2.国の方針により一時的措置等をしている状況の改善を図るエリア
鍛冶橋駐車場で発着する高速乗合バス
(実現方針)
・「上記1.」の次に、バス事業者単位で移行を図ることとする。
・北地区開業前の、別途設定する時点で発着しているバスを移行対象とする
3.丸の内側開発にあわせ移行を図ることとされているエリア
丸の内口の都道上に停留所を設けて発着する定期観光バス等
(実現方針)
八重洲側と丸の内側の交通環境や立地の違い及び利用者利便性の観点から、バス事業者が八重洲側への移行を希望する場合において、以下のとおり取扱う。
・高速乗合バス:バス事業者単位で移行する。
・定期観光バス等:八重洲バスターミナルの高速乗合バスの運行管理及びキャパシティを勘案した上で、八重洲バスターミナル運営事業者と定期観光バス等事業者との協議により決定する。
■移行対象バス以外の取扱い
・キャパシティに余裕がある場合は、健全な経営基盤の構築に向けて、以下の観点を踏まえ、既存バス便の増便、移行対象エリア外の周辺路上で発着するバスを含む新規バス路線や貸切バス等の利用を認める。
■引き続き道路上等の停留所において乗降を行うバス
○JR東京駅駅前広場(八重洲口・丸の内口)で発着するバス
○移行対象エリア内外で発着する一般路線バス等※
※東京BRTの取扱い
・「東京都臨海部地域公共交通網形成計画(2016年6月、東京都・中央区・港区・江東区。)」における位置づけや3地区の施設計画等を踏まえ、東地区の竣工・開業にあたり、東京BRTの運行事業者と八重洲バスターミナル運営事業者との間で、乗り入れ条件等の協議が整った場合に、東京BRTは八重洲バスターミナルに乗り入れることとする。
<効果>
本バスターミナル整備によって路上バス停の集約等が実現することにより、国際都市東京の玄関口における交通結節機能強化が図られ、本バスターミナルを拠点として国内外からヒトを呼び込むことにより、東京の国際競争力が強化されることが期待されています。
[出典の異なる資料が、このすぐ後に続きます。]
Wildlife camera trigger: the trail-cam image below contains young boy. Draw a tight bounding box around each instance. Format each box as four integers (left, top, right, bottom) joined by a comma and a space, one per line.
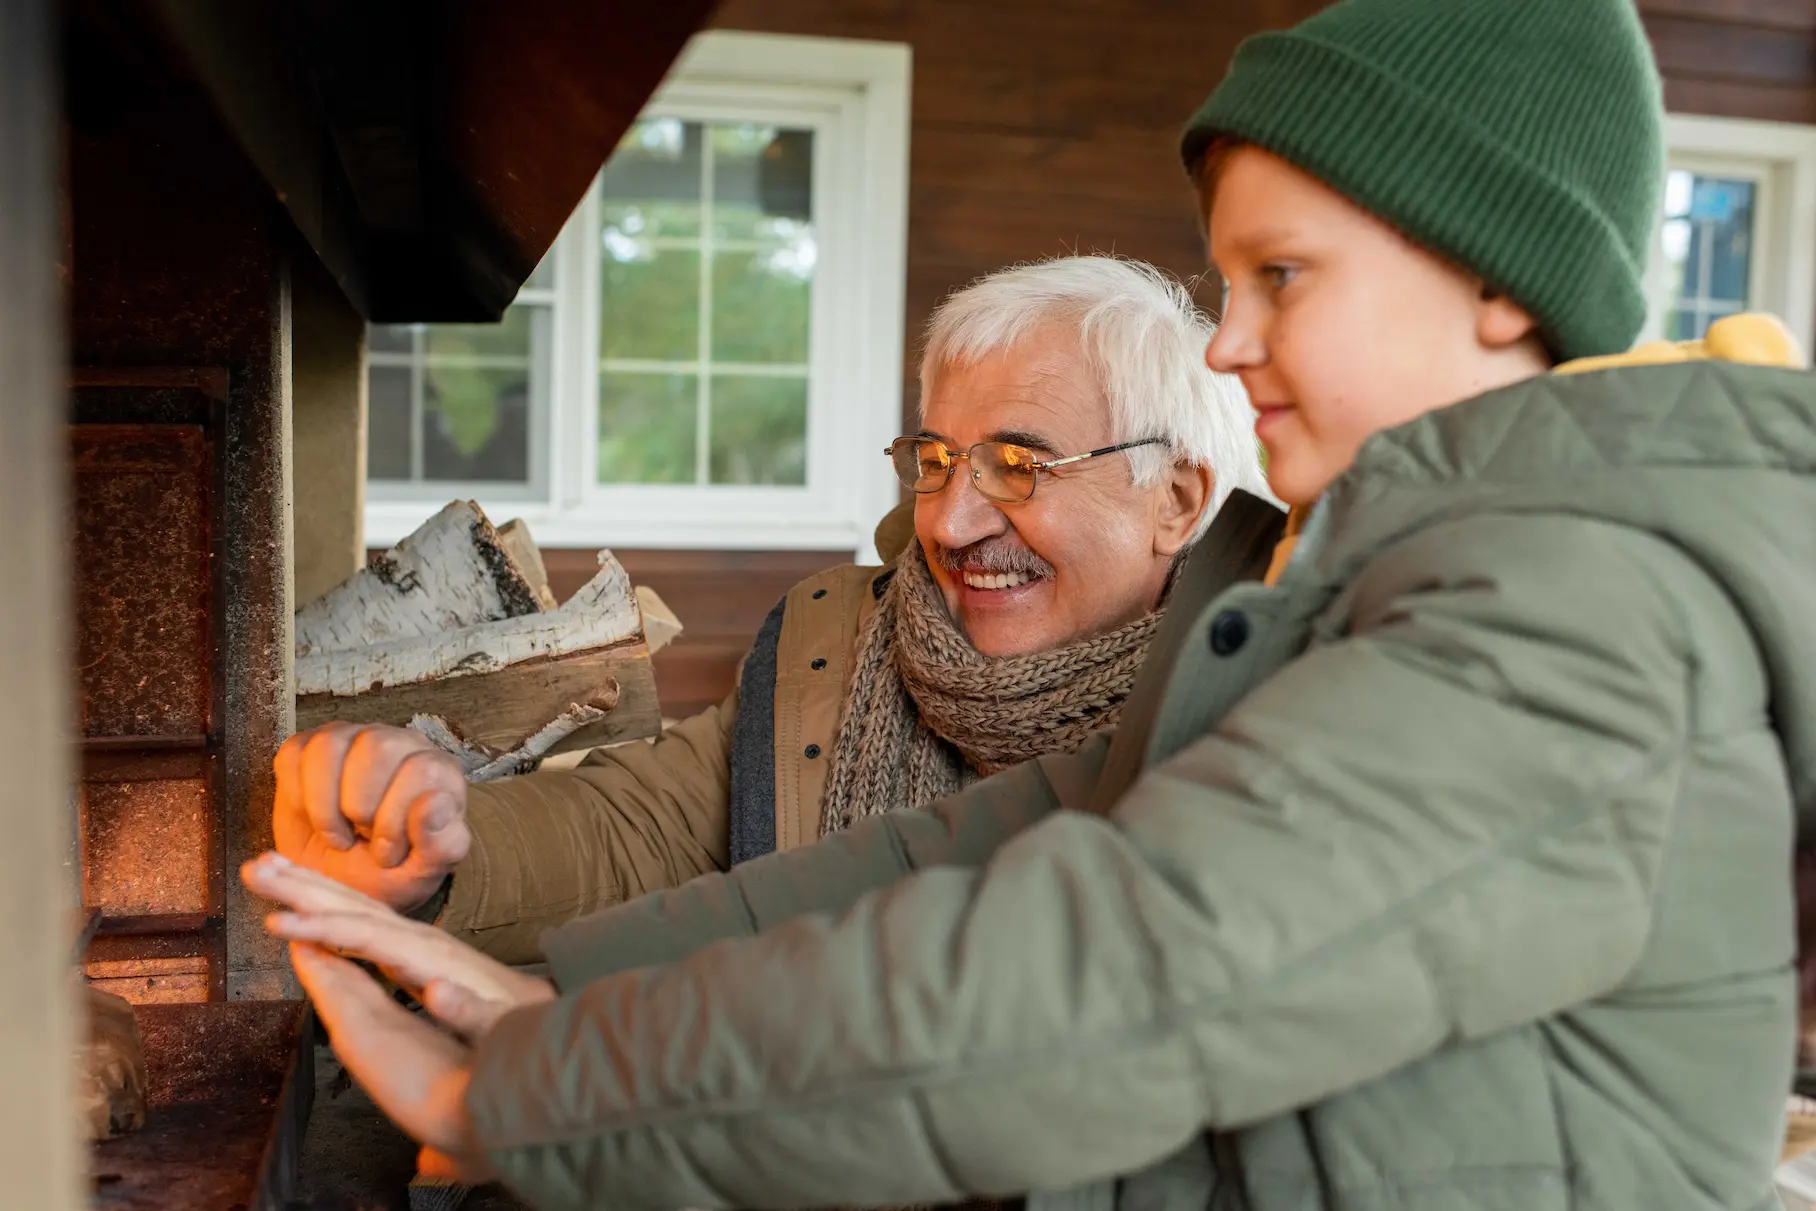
247, 0, 1816, 1206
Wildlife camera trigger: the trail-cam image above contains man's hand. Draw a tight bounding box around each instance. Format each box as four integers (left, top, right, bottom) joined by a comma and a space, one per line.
272, 722, 471, 912
243, 853, 553, 1040
288, 940, 497, 1184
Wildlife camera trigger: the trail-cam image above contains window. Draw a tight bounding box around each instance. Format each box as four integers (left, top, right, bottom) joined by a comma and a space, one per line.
1643, 115, 1816, 350
365, 32, 911, 558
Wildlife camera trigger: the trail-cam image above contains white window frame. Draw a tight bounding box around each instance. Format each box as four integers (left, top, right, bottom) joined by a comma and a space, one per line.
365, 31, 911, 560
1643, 114, 1816, 351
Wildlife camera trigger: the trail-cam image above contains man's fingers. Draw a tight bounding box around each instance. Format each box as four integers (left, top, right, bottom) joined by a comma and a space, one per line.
402, 783, 471, 875
272, 736, 311, 856
298, 724, 361, 849
338, 727, 417, 847
370, 749, 461, 869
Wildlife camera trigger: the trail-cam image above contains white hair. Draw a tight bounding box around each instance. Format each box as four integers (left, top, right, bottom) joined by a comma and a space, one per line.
919, 255, 1272, 536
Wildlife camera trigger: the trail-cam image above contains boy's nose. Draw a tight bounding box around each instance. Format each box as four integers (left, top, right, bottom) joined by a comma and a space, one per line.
1206, 324, 1262, 374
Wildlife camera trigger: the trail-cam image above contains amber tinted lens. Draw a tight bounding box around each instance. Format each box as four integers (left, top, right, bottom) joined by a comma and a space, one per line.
972, 442, 1039, 502
891, 439, 950, 493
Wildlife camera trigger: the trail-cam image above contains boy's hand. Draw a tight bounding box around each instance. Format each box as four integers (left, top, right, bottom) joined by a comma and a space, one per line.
272, 722, 471, 913
288, 940, 497, 1184
243, 853, 554, 1040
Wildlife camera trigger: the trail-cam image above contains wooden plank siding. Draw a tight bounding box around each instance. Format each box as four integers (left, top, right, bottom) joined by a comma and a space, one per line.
533, 0, 1816, 722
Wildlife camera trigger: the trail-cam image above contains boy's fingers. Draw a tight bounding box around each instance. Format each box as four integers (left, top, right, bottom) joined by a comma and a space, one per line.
423, 979, 506, 1040
289, 941, 396, 1040
270, 910, 443, 989
241, 853, 389, 916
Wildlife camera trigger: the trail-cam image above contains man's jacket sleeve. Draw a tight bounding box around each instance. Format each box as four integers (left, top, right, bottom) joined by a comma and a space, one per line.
438, 692, 740, 964
466, 515, 1697, 1211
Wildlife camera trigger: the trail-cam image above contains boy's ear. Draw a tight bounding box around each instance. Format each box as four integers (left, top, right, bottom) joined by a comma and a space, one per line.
1476, 285, 1541, 351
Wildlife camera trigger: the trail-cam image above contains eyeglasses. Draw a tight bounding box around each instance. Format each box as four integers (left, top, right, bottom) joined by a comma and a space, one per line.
886, 436, 1165, 504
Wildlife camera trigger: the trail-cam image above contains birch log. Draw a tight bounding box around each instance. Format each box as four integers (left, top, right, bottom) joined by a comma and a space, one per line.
497, 518, 558, 611
295, 501, 544, 656
295, 554, 659, 757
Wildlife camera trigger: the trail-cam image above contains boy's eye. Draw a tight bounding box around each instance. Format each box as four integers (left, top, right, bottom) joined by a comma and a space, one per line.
1261, 263, 1300, 290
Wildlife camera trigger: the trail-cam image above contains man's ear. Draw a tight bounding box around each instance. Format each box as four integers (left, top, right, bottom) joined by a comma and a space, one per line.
1477, 285, 1541, 350
1155, 462, 1213, 558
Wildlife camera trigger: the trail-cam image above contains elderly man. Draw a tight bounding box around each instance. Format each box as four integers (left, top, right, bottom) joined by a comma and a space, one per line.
273, 254, 1270, 961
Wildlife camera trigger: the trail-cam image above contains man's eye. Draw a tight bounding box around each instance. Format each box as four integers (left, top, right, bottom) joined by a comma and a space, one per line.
1261, 263, 1299, 290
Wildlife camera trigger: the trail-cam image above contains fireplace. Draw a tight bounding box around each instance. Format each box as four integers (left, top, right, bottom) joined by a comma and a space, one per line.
44, 0, 718, 1206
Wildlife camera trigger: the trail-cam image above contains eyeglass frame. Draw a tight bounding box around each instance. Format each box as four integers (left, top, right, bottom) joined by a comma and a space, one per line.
884, 435, 1167, 503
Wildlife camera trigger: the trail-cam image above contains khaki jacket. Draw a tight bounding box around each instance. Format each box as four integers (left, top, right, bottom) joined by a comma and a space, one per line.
439, 506, 917, 963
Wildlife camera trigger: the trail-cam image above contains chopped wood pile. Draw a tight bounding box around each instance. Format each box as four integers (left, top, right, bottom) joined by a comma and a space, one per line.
295, 502, 677, 780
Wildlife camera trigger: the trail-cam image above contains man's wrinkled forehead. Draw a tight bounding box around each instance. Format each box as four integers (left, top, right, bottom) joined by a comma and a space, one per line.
919, 338, 1107, 439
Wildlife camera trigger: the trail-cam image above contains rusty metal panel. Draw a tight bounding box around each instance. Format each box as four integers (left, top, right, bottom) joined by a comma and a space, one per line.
81, 778, 209, 917
80, 746, 223, 1000
88, 972, 212, 1005
70, 423, 213, 740
86, 932, 214, 1006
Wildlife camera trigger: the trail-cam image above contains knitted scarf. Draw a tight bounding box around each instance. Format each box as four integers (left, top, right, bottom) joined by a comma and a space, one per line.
820, 544, 1160, 837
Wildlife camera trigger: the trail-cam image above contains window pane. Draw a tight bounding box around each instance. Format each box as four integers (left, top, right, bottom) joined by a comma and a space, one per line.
1697, 178, 1754, 302
423, 305, 534, 360
1670, 175, 1755, 305
370, 324, 414, 354
601, 248, 700, 361
1667, 307, 1702, 341
711, 126, 814, 241
599, 372, 698, 484
368, 365, 413, 480
421, 364, 530, 482
1663, 170, 1694, 220
600, 118, 703, 239
712, 247, 812, 364
710, 374, 807, 486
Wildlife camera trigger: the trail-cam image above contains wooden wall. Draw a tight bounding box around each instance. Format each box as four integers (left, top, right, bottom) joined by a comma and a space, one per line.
550, 0, 1816, 722
1640, 0, 1816, 124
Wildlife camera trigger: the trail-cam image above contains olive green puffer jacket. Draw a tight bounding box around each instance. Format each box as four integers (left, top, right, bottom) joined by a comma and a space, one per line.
465, 359, 1816, 1211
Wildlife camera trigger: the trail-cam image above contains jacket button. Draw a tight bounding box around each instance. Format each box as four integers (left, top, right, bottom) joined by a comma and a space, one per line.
812, 588, 827, 599
1208, 610, 1250, 656
804, 744, 822, 759
810, 658, 827, 670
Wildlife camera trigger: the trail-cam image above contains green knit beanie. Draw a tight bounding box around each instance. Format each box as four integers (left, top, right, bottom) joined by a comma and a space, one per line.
1181, 0, 1665, 362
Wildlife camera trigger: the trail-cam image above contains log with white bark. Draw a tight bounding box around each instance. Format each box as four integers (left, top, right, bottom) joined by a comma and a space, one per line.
497, 518, 558, 612
295, 500, 544, 656
295, 554, 659, 758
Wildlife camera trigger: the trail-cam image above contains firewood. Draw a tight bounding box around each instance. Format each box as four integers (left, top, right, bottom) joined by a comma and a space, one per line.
295, 500, 544, 656
634, 584, 682, 656
497, 518, 558, 611
78, 983, 147, 1140
295, 555, 659, 759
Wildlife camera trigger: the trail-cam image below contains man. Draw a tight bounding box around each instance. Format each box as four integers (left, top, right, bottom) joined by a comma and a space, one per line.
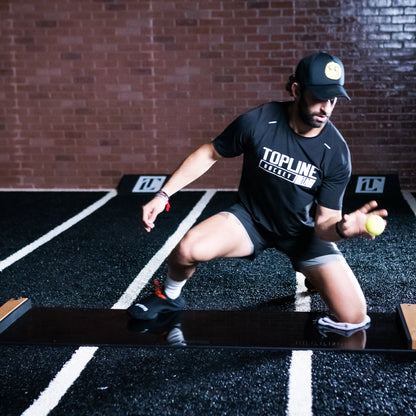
129, 52, 387, 330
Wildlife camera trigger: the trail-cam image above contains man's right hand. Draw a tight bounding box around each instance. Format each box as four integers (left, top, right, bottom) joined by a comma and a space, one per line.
142, 197, 168, 232
141, 143, 222, 232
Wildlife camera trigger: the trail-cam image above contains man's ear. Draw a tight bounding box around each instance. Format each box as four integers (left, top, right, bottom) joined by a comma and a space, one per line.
291, 82, 301, 100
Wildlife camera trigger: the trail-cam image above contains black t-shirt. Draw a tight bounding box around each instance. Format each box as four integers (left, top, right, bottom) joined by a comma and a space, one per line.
213, 102, 351, 237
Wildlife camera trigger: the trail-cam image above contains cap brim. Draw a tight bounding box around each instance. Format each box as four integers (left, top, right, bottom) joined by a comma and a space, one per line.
307, 84, 351, 101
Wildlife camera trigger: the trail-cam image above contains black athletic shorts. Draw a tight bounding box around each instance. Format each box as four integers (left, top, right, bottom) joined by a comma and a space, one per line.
225, 203, 344, 272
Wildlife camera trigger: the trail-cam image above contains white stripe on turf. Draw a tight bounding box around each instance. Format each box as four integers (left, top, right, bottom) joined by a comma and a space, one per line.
286, 272, 313, 416
20, 190, 216, 416
0, 190, 118, 272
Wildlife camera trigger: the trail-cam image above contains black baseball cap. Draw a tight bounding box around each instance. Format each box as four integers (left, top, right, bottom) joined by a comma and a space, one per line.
295, 52, 350, 101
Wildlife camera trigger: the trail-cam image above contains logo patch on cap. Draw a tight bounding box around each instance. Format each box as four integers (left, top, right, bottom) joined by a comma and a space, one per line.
325, 61, 342, 80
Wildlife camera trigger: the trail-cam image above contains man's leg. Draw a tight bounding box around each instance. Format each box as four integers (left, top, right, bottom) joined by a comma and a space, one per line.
128, 211, 254, 319
168, 211, 254, 282
302, 259, 367, 324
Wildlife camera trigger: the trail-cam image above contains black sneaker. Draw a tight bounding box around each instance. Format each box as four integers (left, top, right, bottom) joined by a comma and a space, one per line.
128, 311, 186, 346
128, 310, 182, 333
127, 280, 186, 320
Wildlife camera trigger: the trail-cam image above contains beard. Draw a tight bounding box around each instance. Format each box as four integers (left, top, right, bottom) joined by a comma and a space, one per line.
298, 93, 330, 128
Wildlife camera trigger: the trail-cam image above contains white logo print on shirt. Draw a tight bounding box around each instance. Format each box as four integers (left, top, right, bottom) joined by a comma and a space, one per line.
259, 146, 319, 189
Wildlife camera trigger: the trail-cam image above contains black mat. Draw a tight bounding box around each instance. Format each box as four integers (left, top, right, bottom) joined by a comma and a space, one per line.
0, 305, 412, 353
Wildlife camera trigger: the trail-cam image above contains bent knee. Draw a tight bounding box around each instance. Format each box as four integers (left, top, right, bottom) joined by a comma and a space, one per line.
336, 304, 367, 324
169, 234, 210, 265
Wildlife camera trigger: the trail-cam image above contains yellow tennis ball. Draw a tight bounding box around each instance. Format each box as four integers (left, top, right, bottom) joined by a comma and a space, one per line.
365, 215, 385, 236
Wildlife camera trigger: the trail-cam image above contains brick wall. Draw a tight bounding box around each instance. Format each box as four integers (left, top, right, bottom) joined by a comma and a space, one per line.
1, 0, 415, 190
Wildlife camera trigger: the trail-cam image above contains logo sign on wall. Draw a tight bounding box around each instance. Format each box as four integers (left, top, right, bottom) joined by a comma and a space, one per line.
117, 175, 170, 195
355, 176, 386, 194
132, 176, 168, 193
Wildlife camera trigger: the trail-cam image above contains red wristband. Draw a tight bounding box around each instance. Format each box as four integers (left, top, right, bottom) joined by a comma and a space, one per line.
155, 190, 170, 212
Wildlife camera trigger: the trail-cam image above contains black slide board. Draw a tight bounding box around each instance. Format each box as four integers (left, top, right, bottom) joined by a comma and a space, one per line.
0, 306, 412, 353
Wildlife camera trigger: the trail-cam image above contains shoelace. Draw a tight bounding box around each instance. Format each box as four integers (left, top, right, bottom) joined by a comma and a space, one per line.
154, 279, 167, 300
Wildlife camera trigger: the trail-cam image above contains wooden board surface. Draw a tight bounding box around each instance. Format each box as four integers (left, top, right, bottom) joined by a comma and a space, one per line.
0, 298, 32, 334
0, 298, 29, 322
398, 304, 416, 349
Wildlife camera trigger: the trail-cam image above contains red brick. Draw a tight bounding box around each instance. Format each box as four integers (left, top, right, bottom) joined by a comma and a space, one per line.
0, 0, 414, 189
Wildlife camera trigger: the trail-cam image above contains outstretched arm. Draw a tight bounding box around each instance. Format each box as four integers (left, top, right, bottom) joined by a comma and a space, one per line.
314, 200, 388, 242
142, 142, 223, 232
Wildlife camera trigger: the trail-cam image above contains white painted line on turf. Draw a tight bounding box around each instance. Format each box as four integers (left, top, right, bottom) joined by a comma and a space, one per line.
286, 272, 313, 416
20, 347, 98, 416
286, 350, 313, 416
294, 271, 311, 312
0, 190, 117, 272
20, 190, 216, 416
402, 191, 416, 216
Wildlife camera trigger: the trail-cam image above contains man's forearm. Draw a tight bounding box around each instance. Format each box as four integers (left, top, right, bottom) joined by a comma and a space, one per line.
314, 204, 343, 242
161, 142, 222, 197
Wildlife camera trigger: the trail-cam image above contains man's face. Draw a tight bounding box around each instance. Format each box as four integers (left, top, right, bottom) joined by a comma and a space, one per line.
298, 89, 337, 129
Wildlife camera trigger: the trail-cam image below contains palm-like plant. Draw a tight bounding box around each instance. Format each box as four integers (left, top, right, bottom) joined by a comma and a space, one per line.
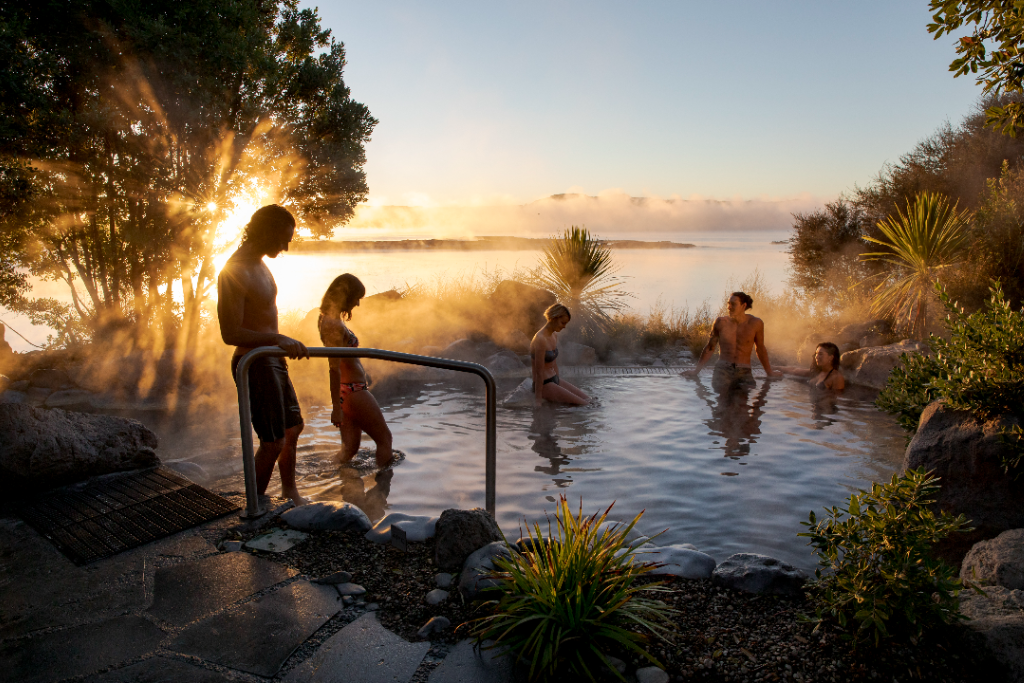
535, 226, 629, 337
861, 192, 972, 339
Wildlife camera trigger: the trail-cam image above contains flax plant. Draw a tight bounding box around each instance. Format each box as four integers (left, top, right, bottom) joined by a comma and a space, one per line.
469, 497, 674, 682
535, 226, 629, 337
861, 192, 972, 338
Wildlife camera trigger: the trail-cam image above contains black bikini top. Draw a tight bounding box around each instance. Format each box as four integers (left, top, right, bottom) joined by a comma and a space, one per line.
811, 368, 834, 389
531, 347, 558, 363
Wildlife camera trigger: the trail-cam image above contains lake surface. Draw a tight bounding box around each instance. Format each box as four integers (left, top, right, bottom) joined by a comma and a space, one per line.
199, 367, 905, 572
4, 230, 792, 350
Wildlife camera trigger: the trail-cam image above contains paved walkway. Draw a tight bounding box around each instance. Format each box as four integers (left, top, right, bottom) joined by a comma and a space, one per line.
0, 508, 515, 683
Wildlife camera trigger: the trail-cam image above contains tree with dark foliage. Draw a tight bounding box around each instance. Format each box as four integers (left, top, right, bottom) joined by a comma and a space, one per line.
0, 0, 376, 351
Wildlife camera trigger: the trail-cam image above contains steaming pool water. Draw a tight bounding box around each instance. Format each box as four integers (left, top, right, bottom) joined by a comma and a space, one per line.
198, 370, 906, 572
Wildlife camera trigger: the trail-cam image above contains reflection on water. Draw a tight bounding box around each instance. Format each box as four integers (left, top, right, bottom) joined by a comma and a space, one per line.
210, 374, 905, 571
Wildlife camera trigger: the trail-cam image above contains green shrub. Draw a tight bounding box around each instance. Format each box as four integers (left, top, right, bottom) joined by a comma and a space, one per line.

また、利用者の皆様にとっては、よりわかりやすく、安全で快適なバス利用が実現します。
<まとめ>
・2028年にバスタ新宿を超える巨大なバスターミナルが東京駅八重洲口に誕生する。
・エリアが3か所に分かれているため、乗客には分かりづらいとみられる。
・東京駅から約100~300m程度離れており、東京駅からの移動利便性を高めるための追加施策が必要とみられる。